Confusion when applying Gauss's Law to a charged sphere We have a charged sphere with charge Q and the charge is uniformly distributed with a charge density ρ. The sphere has a radius R. 
If we construct a Gaussian Surface with radius r, with r < R. If we apply Gauss's law here, we would find the electric field at radius r only depends on how much charge is enclosed in this Gaussian Surface. But how can this be conceptually? How can the charge outside of this Gaussian Surface not contribute any electric field to a point on the Gaussian Surface?
I understand that Gauss's law determines the answer, but any conceptual explanation would be much appreciated. 
 A: Gauss’ Law says that the electric flux through the sphere due to charges outside is zero. That doesn’t mean that the field on the sphere due to charges outside is zero. It means that that the field enters the sphere in some places and exits in others, in such a way that the total flux over the whole sphere is zero.
Addendum: I think I misunderstood your question. I thought you were asking about charges outside the sphere. You were actually asking why the charges on the sphere don’t create a field inside. This is because all the charged area elements do cause field contributions, but those field contributions add up to zero. This is obvious at the center, but true anywhere inside. The field contribution due to an element of charge on one side of the sphere gets balanced out by the field contribution due to an element of charge on the other side. This is the interior part of the shell theorem.
A: Your calculation assumes spherical symmetry at the surface.
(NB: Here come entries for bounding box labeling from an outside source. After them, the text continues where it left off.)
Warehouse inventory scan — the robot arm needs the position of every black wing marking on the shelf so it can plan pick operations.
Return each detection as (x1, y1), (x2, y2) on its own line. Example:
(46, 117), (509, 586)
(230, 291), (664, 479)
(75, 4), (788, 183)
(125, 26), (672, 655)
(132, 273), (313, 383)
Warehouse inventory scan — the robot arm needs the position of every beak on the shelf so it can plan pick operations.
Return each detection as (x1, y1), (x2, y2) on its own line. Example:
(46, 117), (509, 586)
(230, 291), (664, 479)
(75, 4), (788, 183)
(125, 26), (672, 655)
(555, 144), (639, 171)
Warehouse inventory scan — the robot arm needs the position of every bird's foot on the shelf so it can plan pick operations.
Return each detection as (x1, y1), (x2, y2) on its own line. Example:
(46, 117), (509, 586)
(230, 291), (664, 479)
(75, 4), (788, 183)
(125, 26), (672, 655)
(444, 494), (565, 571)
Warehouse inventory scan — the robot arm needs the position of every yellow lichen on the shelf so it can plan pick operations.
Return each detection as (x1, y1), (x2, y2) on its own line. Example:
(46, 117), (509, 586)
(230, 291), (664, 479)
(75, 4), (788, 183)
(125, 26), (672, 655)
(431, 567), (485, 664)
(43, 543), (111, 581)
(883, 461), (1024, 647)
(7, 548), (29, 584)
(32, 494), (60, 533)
That happened when you assumed that the electric field was perpendicular and had the same value at each point. 
If that’s not true because of some external charges not spherically arranges, then your calculation doesn’t give the correct field: the real field might not be symmetrical. 
If the external charges are arranged in a spherically symmetric way, your calculation is still right, though, and the field is still symmetric.